The Tokyo Motor Show, a biannual event that showcases the latest advancements from Japan’s top automotive, motorcycle, and truck brands is now known as the Japan Mobility Show. The event, organized by the Japan Automobile Manufacturers Association, Inc. (JAMA), has opened its doors to even more industries and companies to serve as a unique venue for collaboration. It also reflects the changing direction of many of the car companies, starting from just automobiles or motorcycles, and now expanding to personal mobility and assistance devices.
Not surprisingly, this year’s inaugural Japan Mobility Show isn’t just about the latest cars and future concepts, but also future forms of mobility in general, whether in the form of personal mobility devices, to the more fantastical personal aerial mobility drones that some brands have even begun to envision.
It shows brands established in the automotive of motorcycles fields, such as Toyota, Honda, Kawasaki, or Yamaha exploring tangent solutions like drones, assistance robots, or personal recreation.
Toyota, for example, presented its new Land-Hopper and space mobility concepts.

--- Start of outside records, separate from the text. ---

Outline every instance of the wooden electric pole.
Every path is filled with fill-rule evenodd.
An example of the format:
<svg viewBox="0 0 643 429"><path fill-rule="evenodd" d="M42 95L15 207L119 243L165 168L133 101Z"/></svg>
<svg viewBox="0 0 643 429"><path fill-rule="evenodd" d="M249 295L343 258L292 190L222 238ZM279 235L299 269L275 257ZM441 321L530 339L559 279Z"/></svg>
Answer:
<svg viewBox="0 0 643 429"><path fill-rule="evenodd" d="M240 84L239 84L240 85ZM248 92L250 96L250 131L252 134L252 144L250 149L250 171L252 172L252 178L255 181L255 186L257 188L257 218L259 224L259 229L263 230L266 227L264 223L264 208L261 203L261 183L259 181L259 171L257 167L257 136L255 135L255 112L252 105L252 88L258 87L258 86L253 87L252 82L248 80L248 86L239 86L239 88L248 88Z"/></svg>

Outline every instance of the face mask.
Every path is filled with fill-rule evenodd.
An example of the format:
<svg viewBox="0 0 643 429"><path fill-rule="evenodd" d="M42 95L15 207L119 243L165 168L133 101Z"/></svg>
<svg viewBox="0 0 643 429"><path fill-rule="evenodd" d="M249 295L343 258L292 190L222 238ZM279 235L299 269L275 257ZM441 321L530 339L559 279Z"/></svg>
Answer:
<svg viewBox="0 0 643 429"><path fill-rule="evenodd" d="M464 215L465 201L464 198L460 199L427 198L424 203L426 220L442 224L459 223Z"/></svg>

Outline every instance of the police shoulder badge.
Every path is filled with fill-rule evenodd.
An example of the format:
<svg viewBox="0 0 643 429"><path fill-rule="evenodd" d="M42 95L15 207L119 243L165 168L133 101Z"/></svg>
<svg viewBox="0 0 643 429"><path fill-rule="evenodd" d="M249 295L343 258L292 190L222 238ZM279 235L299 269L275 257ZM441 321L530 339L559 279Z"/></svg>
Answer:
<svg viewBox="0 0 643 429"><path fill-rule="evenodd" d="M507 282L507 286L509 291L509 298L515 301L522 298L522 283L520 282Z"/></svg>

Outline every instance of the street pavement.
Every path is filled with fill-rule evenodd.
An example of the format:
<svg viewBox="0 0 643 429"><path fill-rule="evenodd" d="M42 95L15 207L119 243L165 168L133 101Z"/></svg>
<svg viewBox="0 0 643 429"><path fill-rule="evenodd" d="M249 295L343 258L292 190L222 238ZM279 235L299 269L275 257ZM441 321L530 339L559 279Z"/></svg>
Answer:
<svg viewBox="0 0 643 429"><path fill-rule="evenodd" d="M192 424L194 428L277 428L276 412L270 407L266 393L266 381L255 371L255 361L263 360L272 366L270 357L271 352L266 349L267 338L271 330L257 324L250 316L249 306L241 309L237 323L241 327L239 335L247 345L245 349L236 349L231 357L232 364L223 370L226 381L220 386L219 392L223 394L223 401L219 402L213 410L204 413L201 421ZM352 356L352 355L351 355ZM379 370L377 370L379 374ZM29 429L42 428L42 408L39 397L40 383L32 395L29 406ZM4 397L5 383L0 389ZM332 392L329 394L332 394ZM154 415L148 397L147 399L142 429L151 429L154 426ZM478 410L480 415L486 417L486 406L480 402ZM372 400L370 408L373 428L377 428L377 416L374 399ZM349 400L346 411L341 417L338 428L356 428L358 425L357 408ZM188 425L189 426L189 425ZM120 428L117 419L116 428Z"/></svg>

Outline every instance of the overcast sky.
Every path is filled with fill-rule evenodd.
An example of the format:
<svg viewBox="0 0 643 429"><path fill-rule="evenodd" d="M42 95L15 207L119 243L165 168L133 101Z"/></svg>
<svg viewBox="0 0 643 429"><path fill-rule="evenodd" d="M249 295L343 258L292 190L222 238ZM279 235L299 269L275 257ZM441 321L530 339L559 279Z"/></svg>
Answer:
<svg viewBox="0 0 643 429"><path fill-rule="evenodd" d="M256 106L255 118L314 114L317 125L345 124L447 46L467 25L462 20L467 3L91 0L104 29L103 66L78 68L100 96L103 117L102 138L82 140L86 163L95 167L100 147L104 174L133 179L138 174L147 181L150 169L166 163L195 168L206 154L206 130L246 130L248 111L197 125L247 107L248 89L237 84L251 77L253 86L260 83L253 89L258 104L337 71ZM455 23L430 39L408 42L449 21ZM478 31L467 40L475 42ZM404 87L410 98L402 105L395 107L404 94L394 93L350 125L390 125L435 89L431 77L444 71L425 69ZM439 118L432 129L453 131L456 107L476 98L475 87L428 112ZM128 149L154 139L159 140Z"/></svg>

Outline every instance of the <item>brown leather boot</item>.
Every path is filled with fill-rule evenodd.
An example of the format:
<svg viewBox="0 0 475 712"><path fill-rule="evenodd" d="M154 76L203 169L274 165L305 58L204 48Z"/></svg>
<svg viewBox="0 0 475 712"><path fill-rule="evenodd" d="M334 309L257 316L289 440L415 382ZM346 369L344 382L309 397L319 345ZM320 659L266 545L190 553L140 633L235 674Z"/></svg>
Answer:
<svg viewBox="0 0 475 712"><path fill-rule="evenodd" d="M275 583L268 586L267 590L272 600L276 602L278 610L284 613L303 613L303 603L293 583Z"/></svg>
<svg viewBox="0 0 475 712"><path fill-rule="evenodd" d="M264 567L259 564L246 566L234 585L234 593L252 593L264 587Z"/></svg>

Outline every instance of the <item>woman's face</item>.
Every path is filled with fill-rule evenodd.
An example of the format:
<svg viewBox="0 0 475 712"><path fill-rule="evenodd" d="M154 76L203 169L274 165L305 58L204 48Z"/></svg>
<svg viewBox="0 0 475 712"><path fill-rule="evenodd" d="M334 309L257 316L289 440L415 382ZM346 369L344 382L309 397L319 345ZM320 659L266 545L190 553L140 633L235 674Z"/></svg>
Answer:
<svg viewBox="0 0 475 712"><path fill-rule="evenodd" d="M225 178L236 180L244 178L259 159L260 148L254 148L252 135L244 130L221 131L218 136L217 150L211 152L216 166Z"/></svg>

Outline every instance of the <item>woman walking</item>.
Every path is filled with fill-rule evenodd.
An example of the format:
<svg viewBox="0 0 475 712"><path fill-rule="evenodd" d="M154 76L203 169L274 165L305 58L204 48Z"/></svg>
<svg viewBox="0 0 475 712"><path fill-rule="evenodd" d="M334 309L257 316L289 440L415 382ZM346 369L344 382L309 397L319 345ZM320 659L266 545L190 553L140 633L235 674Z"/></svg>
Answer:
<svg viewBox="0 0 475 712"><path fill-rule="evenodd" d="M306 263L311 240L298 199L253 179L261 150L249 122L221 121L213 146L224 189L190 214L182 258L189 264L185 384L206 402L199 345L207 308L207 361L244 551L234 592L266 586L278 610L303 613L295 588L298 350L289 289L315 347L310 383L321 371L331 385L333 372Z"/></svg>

The Land Hopper is a symmetrical three-wheeled electric mobility concept that can be ridden on rugged terrain but can still be folded into a form the size of a suitcase.
The Space Mobility Concept, by contrast, is Toyota’s vision of a future moon buggy, using components designed to operate in such extreme environments as other planets or moons.
Lexus presented a concept that allows its customers to explore nature at its most rugged in the form of the ROV Concept. This rugged side by side all-terrain vehicle is powered by a hydrogen engine. In developing the ROV, the goal was to offer a distinctive driving experience not possible with its regular passenger cars.
Honda, best known for passenger vehicles, is venturing into the commercial sector with its collaboration with Isuzu to develop a fuel-cell powered heavy duty truck. The Isuzu Honda Giga Fuel Cell truck concept is the product, being a heavy duty truck powered by hydrogen fuel cell technology and aimed to be offered to the market by 2027.
That’s not Honda’s only collaboration as it is also working with Cruise, and General Motors to create a driverless ride-hailing service with a vehicle that can seat 6 passengers called the Cruise Origin, plan to be operational in Tokyo by 2026.
Kawasaki, better known for their motorcycles, has their Kaleido humanoid robot present, designed to offer lifesaving skills such as rescuing people from disaster zones or lifting heavy objects. The robot was designed to offer assistance during earthquake and typhoon relief efforts in Japan.
These are just a few of the divergent paths that some automotive, motorcycle, and truck brands are beginning to embark on. It only proves that the Tokyo Motor Show’s rebranding to Mobility Show is not only timely but prescient of the possibilities.